Overall, AUM for the entire European ETF industry increased to €1.4trn throughout June, with inflows reaching €11.5bn, data from LSEG Lipper revealed.
Bond ETFs saw €5.4bn in inflows, while alternatives ETFs lost €100m and commodities ETFs lost €600m.
The data also revealed a continuing concentration of European ETF assets, with the top ten promoters accounting for 93.5% of all AUM in the industry.
iShares, the largest player which controls 46% of all AUM, continued to be the best-selling ETF promoter in Europe, gaining €6.3bn throughout June compared to Vanguard (€1.8 bn) and Xtrackers (€1.4 bn).

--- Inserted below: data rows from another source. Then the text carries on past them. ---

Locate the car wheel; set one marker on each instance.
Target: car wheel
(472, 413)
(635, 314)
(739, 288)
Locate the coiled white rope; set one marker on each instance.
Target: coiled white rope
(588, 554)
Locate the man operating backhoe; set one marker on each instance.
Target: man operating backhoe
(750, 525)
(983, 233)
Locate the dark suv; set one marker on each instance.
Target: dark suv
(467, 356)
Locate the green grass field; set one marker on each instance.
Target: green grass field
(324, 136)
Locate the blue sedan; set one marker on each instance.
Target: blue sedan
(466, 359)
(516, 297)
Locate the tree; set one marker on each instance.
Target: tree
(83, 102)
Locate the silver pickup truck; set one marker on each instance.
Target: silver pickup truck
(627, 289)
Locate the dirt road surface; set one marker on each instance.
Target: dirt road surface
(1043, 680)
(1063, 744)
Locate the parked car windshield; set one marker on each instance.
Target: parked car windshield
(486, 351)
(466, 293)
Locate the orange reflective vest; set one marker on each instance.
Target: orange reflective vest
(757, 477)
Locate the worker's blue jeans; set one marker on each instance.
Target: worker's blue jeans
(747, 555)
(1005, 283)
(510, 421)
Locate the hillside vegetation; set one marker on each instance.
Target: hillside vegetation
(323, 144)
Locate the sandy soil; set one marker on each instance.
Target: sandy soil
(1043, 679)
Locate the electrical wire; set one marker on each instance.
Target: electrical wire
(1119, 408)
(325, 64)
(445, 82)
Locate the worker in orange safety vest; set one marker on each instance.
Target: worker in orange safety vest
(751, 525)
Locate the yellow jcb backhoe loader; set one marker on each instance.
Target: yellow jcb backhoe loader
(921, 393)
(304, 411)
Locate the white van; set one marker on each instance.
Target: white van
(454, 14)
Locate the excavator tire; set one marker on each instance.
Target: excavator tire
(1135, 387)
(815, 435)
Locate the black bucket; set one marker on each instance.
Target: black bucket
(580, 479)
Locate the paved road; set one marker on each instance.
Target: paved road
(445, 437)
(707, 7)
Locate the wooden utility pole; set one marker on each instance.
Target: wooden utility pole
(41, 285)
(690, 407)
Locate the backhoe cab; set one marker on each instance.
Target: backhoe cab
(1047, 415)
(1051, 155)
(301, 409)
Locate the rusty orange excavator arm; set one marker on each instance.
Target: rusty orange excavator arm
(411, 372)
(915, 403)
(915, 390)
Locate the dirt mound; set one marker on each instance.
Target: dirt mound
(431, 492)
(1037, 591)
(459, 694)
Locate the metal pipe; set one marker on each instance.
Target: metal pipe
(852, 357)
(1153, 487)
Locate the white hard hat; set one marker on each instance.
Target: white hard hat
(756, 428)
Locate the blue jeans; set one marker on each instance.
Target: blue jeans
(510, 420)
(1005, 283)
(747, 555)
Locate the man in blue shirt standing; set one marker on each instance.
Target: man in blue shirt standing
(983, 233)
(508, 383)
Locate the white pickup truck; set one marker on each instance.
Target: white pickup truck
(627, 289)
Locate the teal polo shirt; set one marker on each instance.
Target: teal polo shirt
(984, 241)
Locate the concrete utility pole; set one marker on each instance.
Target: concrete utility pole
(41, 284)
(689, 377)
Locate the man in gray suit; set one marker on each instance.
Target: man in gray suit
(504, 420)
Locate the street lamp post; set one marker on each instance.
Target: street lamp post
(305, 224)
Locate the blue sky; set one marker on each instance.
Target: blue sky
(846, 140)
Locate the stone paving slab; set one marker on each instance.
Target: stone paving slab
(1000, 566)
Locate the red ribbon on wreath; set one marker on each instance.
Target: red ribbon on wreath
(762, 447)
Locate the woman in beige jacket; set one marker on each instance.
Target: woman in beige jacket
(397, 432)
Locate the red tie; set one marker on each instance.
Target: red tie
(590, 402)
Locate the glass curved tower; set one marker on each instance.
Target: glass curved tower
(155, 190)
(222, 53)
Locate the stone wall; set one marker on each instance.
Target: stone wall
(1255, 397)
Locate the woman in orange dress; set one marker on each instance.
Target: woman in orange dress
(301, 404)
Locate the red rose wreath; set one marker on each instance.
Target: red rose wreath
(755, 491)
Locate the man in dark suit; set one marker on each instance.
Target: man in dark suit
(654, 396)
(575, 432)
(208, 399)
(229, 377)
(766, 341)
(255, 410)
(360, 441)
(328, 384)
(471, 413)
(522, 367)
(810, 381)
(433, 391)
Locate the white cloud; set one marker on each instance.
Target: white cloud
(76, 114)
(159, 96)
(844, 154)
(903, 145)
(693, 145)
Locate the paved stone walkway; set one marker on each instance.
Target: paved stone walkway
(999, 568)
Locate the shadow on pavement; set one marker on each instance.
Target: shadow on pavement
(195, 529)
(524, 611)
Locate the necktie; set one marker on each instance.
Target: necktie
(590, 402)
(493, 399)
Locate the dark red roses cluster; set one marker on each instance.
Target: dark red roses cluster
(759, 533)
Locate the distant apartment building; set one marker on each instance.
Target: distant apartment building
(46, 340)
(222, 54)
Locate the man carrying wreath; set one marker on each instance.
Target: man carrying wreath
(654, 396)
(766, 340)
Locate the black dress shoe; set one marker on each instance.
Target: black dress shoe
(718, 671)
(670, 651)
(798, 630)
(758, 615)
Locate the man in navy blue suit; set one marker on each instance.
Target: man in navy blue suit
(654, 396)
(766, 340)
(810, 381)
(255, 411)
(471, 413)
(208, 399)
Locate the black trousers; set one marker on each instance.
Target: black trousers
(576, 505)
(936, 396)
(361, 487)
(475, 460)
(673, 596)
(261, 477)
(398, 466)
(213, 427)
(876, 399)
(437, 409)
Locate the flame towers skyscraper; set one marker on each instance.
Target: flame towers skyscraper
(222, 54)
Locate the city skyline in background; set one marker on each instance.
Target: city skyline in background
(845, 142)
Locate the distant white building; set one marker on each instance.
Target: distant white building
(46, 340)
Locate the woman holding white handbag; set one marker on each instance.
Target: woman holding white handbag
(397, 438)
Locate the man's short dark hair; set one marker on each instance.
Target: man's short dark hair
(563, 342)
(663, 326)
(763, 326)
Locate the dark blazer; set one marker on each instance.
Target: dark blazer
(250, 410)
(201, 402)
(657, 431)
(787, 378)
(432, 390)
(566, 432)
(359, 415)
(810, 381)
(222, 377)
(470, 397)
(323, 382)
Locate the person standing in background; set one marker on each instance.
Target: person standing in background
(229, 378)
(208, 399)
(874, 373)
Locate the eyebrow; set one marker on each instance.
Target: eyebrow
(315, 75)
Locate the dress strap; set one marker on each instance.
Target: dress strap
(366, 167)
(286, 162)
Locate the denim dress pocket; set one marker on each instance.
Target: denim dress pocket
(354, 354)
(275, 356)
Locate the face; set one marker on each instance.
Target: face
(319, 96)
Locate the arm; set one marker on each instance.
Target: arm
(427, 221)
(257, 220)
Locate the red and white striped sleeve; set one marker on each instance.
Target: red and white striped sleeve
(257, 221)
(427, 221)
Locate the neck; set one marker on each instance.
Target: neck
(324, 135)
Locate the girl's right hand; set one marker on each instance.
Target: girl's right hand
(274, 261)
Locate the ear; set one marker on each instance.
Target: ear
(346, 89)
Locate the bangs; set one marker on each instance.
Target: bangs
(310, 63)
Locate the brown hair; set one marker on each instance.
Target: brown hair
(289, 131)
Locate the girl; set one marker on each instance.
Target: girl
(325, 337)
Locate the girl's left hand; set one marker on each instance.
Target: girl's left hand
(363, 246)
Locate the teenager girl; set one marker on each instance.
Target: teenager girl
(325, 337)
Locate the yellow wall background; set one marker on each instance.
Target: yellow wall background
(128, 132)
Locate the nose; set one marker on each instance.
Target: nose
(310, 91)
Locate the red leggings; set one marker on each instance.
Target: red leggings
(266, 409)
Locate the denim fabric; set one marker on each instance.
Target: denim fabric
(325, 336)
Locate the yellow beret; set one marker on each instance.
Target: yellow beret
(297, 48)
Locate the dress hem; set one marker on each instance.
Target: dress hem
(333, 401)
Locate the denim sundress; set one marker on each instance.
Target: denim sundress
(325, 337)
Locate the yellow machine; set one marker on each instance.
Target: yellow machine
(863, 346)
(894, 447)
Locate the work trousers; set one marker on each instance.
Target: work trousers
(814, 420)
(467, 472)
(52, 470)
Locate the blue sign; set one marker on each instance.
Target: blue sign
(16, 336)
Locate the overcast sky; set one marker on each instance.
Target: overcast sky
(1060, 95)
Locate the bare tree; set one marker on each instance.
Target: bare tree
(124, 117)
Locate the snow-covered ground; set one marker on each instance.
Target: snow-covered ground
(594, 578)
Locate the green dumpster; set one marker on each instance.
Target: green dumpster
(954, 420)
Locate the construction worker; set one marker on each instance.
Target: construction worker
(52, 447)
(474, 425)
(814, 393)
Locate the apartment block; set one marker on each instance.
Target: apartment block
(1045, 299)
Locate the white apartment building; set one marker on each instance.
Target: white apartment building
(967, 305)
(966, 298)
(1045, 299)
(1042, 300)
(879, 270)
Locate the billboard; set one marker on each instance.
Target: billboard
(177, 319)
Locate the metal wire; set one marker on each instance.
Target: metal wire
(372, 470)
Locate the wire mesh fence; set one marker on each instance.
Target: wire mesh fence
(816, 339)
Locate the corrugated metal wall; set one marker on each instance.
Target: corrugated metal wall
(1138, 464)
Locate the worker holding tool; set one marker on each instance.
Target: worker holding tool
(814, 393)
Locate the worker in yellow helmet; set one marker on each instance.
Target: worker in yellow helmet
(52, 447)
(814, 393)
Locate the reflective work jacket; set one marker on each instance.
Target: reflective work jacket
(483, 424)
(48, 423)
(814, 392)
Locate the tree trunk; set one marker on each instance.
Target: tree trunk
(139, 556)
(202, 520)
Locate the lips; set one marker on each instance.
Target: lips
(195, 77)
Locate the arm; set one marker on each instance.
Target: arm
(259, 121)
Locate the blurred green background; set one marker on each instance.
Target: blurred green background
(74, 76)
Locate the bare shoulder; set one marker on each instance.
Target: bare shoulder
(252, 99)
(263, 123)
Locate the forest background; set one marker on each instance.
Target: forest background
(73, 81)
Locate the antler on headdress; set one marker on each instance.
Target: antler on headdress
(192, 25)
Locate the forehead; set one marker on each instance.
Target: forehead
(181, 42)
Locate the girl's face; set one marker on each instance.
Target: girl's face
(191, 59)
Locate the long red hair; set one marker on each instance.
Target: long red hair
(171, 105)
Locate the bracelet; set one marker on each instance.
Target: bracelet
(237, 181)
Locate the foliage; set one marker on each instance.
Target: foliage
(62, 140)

The best selling ETF also belonged to iShares, with the iShares Core € Corp Bond UCITS ETF EUR D gaining €1.3bn throughout the month.
Meanwhile, the best-selling sector of ETF by Lipper’s classifications was Equity Global (€4.5 bn), continuing a trend from last month, followed by Equity US (€2.8 bn) and Bond EUR Corporates (€1.4bn).
The worst performing classifications were Equity Sector Financials with €1.1 bn in outflows, followed by Equity Europe (-€0.6 bn) and Equity Eurozone (-€0.4 bn).
Detlef Glow, head of EMEA research at LSEG Lipper, said: “The European ETF industry enjoyed inflows over the course of June 2023.
“These inflows occurred in a somewhat unstable but positive market environment in which some asset classes showed positive results. Meanwhile, others performed negatively over the course of the month.
“The market sentiment was still driven by hopes that central banks, especially the U.S. Federal Reserve, may have reached the last phase of their fight against the high and further increasing inflation rates and may, therefore, start to keep interest rates at least stable quite soon.
“Some investors already expect that there might be room for decreasing interest rates later this year.
“Nevertheless, there are still some concerns about geopolitical tensions, and the normalization of the disrupted delivery chains, as well as a still possible recession in the U.S. and other major economies around the globe.
“These fears are raised by inverted yield curves which are seen as an early indicator for a possible recession.”